I have endeavoured to give a picture of an average day at Cambridge in the May term. It would be unfair, at the same time, to cover up the shadows which sometimes gather upon such a scene. For the most part they are the shadows of duns. If a man be in his third year, he will have lived long enough to have made a complete and accurate study of the tailor's heart. Does he find the needle and thread civilising, begetting brotherly charity and gentleness of heart? I fear not. Where once the ninth part of a man rubbed his hands when the freshman entered his shop, he now talks of cheques and overdue accounts. No longer does a placid smile of welcome hover upon the tailor's anxious face. He knows that his man may go down for good at the end of the May term, and then where shall he seek that "twenty-four, sixteen, three" he has waited for so patiently? Now is the time for him to be up and doing. He must hunt his man with human dogs every day, send hourly to his rooms, pursue him, harass him, threaten him. I knew one man at Paul's who could not live in his own rooms during his last May. He used to take up a place at a friend's window, wherefrom he could watch his own staircase, and there scrutinise the features of the various duns who sought audience. He would greet them, too, with friendly and sympathetic words, as they came down from his sported oak.

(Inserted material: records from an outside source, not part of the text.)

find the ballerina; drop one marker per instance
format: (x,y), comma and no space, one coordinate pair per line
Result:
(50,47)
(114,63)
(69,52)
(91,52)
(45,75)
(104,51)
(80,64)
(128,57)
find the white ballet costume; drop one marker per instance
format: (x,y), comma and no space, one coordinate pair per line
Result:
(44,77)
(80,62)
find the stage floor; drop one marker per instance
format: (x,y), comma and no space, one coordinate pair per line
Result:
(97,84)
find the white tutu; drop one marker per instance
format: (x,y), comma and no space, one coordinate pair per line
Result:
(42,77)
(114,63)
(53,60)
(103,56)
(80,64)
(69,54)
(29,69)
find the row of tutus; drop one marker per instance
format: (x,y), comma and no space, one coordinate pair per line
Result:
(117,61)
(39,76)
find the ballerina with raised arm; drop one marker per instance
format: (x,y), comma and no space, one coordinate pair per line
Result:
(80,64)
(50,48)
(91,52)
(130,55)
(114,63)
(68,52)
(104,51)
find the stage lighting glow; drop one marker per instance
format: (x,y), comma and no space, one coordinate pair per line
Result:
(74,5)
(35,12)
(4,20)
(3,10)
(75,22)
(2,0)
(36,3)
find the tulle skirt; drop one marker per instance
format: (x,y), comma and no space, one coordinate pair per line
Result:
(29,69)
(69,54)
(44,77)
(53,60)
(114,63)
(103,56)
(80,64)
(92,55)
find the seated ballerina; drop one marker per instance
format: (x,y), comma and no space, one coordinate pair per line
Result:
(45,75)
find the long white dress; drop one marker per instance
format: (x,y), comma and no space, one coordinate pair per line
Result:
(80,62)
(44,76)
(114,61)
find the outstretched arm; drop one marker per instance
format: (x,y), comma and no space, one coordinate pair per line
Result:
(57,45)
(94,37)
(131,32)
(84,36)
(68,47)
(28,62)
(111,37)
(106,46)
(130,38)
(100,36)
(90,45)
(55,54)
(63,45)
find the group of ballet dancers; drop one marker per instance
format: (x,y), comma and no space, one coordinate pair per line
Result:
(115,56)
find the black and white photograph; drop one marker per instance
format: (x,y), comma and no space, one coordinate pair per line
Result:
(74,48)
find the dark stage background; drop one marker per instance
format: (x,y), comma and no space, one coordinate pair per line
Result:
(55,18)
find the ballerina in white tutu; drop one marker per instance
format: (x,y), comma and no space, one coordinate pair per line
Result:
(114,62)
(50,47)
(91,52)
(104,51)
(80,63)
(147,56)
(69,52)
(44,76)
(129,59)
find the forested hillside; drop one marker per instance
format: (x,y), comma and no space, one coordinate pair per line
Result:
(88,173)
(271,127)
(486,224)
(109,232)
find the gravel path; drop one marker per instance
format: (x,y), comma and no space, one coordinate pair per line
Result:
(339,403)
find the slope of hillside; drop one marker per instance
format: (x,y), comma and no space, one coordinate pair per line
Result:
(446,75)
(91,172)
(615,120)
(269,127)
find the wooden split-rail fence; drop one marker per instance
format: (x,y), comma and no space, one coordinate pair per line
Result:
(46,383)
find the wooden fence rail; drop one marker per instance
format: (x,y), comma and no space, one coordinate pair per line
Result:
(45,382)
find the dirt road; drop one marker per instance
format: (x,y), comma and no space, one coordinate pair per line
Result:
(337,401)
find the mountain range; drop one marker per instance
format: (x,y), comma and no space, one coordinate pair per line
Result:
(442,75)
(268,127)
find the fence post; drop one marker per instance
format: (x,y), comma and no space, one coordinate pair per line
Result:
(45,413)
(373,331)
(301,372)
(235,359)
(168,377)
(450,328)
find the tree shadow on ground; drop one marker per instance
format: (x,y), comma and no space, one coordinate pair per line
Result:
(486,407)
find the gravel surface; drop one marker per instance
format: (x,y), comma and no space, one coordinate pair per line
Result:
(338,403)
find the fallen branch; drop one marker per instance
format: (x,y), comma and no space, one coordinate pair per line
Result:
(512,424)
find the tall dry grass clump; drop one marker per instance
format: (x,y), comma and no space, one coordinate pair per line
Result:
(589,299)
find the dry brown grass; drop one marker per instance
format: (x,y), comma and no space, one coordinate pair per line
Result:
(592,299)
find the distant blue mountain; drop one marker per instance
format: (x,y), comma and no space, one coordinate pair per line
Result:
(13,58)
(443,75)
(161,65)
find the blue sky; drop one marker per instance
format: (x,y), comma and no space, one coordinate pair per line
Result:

"Hi, my good man! did you want Mr. Johnson?"
"Certainly, sir; I should be much obliged if you could tell me——"
"Oh yes, with pleasure. You will find him in the rooms of Mr. King over there."
Now the Mr. King in question happened to be a notorious boxer—he is a member of the National Sporting Club to-day and breeds bulldogs. It is to be imagined how he treated the various duns who sneaked in to ask timidly if Mr. Johnson was there! You would often see them gathering up the pieces, so to speak, after they had come down two flights of stairs at the speed of an express engine. King got so infuriated with Johnson's tricks at last that he used to take a flying kick at every stranger who showed his nose round his oak. The strangers never understood the laws of dynamics in their entirety until they flew down King's stairs, five at a time.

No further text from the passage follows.